In der Hamburger Hauptkirche St. Jacobi wurde am Freitag die Wanderausstellung "Neue Anfänge nach 1945?" eröffnet. Der Blick auf die eigene Geschichte sei oft "mühsam und belastend", könne aber auch befreiend sein, sagte Landesbischof Gerhard Ulrich vor knapp 200 Gästen.
Es bleibe die Frage, ob die evangelische Kirche nach 1945 einen echten Neuanfang gewagt habe.
Die Kirche im Norden sei nach 1945 unfähig gewesen, sich kritisch mit dem eigenen Verhalten in der Nachkriegszeit auseinanderzusetzen, kritisierte der Historiker Stephan Linck, der die Kirchengeschichte wissenschaftlich aufgearbeitet hat.
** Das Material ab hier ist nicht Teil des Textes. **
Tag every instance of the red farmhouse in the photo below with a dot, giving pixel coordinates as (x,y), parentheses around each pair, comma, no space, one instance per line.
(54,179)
Die Kirche habe sich nach Kriegsende mehr um NS-belastete Menschen bemüht als um die Opfer des Nationalsozialismus. Das Leid der Juden sei ausgeblendet worden.
So seien die evangelischen Christen jüdischer Herkunft, die die NS-Zeit überlebt hatten, von der Kirche kaum wahrgenommen worden, beklagte Landesbischof Ulrich. Die "Stuttgarter Schulderklärung" von 1945 sei im Norden überwiegend auf Ablehnung gestoßen, sagte Linck. Wenig Resonanz habe im Norden auch der Protest gegen die Wiederbewaffnung in den 50er Jahren gefunden. Stattdessen seien einzelne Friedensinitiativen von den Kirchenleitungen scharf kritisiert worden.
Linck hatte Ende 2013 sein Werk "Neue Anfänge? Kirche, Christen und Juden nach 1945" vorgestellt, das die Geschichte der evangelischen Kirche in Hamburg und Schleswig-Holstein von 1945 bis 1965 darstellt. Im Februar wird der zweite Teil vorgestellt, der sich mit der Zeit bis 1985 beschäftigt.